Institutions of higher learning in the region have mainly focused on teaching or basic-science research which has a weaker link to private enterprises. Science and technology institutions that were established from the outset to be the incubating grounds for entrepreneurs and inventors have taken to offering social science and business related programs. For instance, universities such as the University of Science and Technology of Bamako in Mali, African Higher School of Information Technology and Communication in Ivory Coast, Kwame Nkrumah University of Science and technology (KNUST) in Ghana and the Federal University of Technology (FUT) in Nigeria, have as a matter of fact diluted programs by offering more arts and social sciences than its pure and applied science programs which is core to its mandate. More emphasis are being placed on teaching as opposed to research that would disseminate ideas to spur innovation.

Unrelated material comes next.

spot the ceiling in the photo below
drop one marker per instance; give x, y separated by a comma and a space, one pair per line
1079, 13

The study also sees coordination among public organizations and parastatals in the design and implementation of STI policies to be weak. Government agencies often elaborate their strategies but are not fully integrated and coordinated thereby leading to unnecessary competition among these institutions. This is undoubtedly a challenge to improving the impact of STI policies and developing an efficient use of scant resources.

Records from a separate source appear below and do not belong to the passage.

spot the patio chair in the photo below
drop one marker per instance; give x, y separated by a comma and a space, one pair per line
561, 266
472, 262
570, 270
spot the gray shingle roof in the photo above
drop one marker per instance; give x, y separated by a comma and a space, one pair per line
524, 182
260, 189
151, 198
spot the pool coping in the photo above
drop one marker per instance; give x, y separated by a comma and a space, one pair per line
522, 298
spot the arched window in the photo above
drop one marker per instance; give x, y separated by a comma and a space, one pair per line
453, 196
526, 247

In addition to the ones elaborated above, the study finds the activities of financial systems in economies such as Ghana, Nigeria and Sierra Leone to be less incentivized enough to support innovation in the bloc. New entrepreneurs and existing firms hardly get access to financial sector to finance innovation activities. Venture capital are few and even in other jurisdiction almost non-existent. The gestation periods for actualizing the full potential of new inventions often takes time, and this is a disincentive for existing financial institutions who are already faced with liquidity and solvency risks.
Indeed ECOWAS member states and the entire sub-Sahara Africa are seen to be far behind when it comes to STI due to the dilemmas outlined. It should be emphasized here that the dilemmas presented shares common traits with what pertains in most developing economies: weak education systems (Aubert, 2004; Segarra-Blasco et al. 2008), design and implementation failure and political instability (see Woolthuis et al. 2005), lack of coordination among public organizations and failure to monitor (Hadjimanolis ; Dickson, 2001; Willie et al. 2016), lack of financing mix (Segarra-Blasco et al. 2008) and lack of human resources (Aubert 2004; Naim 2014).